Dont forget that a staggard joint is also much more stable than a parallel one. One of the reasons why the "big guys" do it.


----------



## aceinspp (Jan 2, 2008)

Make sure to also cut the tie strip from under neath as if your bending a sharp curve you will find the ties not wanting to follow the curvature of the rail. 
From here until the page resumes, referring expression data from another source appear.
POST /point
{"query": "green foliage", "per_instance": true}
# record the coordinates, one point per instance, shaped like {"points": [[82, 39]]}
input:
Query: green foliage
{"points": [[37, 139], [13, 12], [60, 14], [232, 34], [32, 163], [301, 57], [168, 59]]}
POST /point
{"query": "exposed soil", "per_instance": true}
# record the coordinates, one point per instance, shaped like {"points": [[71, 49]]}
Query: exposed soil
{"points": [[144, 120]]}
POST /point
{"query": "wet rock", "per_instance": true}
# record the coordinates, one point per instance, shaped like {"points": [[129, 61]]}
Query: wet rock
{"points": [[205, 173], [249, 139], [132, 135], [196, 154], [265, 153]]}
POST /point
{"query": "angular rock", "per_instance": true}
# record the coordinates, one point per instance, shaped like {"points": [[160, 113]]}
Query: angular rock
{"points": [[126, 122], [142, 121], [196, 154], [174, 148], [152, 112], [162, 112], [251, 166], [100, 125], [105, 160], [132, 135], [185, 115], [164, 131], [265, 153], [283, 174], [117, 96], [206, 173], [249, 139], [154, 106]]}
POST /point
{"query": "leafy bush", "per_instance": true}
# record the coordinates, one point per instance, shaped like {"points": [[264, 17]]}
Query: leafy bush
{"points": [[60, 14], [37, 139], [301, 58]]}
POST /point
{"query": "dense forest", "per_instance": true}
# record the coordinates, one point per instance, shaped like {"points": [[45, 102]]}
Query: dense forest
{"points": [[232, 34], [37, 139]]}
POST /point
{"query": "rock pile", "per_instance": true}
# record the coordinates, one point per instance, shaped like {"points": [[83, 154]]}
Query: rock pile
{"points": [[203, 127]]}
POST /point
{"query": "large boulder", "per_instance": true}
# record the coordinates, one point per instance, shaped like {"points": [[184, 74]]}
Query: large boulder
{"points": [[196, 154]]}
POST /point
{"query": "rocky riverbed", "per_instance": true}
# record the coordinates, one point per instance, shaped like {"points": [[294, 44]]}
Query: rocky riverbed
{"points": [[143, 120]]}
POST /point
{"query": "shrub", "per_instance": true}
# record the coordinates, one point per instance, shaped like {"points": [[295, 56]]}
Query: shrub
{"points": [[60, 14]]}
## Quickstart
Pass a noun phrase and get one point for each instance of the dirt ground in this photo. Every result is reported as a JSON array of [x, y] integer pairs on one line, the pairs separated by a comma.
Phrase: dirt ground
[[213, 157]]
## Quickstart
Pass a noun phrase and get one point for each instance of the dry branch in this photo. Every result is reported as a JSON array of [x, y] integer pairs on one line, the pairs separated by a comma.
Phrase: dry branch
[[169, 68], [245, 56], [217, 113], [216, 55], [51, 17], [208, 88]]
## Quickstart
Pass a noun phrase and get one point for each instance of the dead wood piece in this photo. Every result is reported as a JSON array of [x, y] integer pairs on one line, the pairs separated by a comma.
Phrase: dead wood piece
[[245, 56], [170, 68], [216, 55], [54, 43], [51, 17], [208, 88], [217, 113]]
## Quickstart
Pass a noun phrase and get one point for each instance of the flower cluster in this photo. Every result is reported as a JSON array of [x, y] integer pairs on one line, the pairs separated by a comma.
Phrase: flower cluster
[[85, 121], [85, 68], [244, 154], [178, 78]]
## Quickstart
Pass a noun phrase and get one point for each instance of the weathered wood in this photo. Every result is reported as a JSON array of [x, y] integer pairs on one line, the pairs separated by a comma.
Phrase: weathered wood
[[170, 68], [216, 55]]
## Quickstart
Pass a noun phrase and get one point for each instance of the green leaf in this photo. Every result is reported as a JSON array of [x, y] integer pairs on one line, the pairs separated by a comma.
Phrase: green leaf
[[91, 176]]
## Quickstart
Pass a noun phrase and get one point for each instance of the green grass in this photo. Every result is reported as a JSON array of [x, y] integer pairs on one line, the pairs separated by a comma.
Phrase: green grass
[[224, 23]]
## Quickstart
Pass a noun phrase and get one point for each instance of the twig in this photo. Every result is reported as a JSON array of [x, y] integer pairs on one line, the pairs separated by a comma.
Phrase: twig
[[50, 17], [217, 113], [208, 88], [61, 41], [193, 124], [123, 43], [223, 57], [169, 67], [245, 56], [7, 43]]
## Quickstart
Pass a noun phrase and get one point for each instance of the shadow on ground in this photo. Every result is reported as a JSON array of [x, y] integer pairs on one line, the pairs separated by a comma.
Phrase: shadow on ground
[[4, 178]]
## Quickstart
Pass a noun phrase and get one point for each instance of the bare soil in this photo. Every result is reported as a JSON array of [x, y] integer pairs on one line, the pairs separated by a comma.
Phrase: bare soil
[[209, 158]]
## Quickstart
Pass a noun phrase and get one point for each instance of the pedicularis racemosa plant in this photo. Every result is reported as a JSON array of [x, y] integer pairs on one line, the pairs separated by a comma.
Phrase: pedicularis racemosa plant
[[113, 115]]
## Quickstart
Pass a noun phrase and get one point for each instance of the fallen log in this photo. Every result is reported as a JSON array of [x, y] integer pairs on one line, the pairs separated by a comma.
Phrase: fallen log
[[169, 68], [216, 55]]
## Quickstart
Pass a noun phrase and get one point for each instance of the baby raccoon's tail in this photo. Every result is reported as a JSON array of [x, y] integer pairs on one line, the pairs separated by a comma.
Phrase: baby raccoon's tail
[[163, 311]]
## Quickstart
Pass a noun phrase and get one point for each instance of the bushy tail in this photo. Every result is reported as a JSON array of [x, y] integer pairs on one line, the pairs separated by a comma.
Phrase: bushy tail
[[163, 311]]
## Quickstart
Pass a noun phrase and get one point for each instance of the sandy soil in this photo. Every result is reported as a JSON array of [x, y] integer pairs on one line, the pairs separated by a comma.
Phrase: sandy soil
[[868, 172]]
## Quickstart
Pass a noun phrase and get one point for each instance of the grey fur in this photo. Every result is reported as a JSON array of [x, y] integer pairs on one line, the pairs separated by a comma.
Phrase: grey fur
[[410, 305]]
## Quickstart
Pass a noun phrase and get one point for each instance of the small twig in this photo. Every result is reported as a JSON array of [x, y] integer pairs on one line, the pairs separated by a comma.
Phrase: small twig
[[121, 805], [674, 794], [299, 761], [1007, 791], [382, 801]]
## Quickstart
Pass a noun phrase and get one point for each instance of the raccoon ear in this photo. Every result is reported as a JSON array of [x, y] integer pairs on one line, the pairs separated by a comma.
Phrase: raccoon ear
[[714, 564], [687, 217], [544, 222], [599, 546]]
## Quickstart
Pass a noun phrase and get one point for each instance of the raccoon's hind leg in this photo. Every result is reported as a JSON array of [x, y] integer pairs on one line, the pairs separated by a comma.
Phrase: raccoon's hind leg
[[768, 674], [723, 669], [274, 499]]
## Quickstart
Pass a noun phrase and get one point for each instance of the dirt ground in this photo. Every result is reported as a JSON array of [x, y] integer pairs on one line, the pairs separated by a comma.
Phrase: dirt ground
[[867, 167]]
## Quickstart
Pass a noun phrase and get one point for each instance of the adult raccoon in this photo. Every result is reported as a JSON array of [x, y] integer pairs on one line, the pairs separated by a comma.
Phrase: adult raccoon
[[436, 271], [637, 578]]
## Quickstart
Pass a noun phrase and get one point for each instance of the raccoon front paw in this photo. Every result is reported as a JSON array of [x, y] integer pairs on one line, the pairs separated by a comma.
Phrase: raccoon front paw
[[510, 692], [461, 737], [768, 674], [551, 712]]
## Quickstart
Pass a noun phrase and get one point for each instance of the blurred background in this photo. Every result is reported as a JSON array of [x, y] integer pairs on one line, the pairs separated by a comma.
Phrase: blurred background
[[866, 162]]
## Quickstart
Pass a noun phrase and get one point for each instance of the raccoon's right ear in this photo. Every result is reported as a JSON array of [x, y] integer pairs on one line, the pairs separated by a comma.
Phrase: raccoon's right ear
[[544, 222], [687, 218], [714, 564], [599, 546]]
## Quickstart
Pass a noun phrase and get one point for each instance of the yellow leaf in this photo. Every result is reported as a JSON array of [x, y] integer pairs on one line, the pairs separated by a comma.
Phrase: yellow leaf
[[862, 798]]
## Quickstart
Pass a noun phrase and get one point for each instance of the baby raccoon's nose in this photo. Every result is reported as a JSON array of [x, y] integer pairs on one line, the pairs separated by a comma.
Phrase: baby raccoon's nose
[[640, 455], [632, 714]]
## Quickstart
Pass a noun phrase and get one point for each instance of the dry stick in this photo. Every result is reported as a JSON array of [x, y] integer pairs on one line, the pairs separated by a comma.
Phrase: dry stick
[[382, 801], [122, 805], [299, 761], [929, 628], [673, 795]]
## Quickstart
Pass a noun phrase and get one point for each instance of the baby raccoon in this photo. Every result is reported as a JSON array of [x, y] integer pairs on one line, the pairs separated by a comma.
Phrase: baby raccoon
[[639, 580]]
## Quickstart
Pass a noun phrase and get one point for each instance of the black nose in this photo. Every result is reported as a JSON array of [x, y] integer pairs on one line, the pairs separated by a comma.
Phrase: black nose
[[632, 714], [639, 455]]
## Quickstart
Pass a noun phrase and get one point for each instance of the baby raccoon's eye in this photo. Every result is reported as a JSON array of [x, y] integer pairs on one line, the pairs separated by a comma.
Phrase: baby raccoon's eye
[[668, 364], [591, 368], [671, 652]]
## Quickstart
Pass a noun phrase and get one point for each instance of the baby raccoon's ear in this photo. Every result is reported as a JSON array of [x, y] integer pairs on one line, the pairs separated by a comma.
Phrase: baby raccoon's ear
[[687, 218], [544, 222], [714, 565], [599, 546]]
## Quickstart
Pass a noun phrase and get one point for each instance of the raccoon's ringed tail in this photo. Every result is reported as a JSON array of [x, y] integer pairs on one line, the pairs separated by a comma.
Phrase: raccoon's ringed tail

Yep one of the reason why railroad got rid of square joints was two fold. Get rid of the rough ride and keep from uncoupling of the cars due to excessive profile. However the staggered joints eventually became a problem also when the 70 ton grain cars arrived. Now that CWR is in place most of those problems have gone but not entirely. Later RJD


----------



## pimanjc (Jan 2, 2008)

When using the Train-Li Railbender I do not cut the ends even. Two reasons: The overlapping sets of rails create a smoother continuous curve, and if I ever want to reclaim/remove a section of track, I can straighten it and it will retain even ends. In the event that the track was being sold [should I die or become disabled], straightening the track and having even/standard lengths would be an asset since I mostly use 3ft, 4ft, or 5ft lengths of track to bend. I also take out screws and clip every other tie connection. The Train-Li is run over the SJs or Hillmans so there is no short straight section of track at the connecting joints. I lay mine on the ground as I progress. 
JimC.


----------



## Greg Elmassian (Jan 3, 2008)

Good tips Jim, and nice to see you on the forum! 

Greg


----------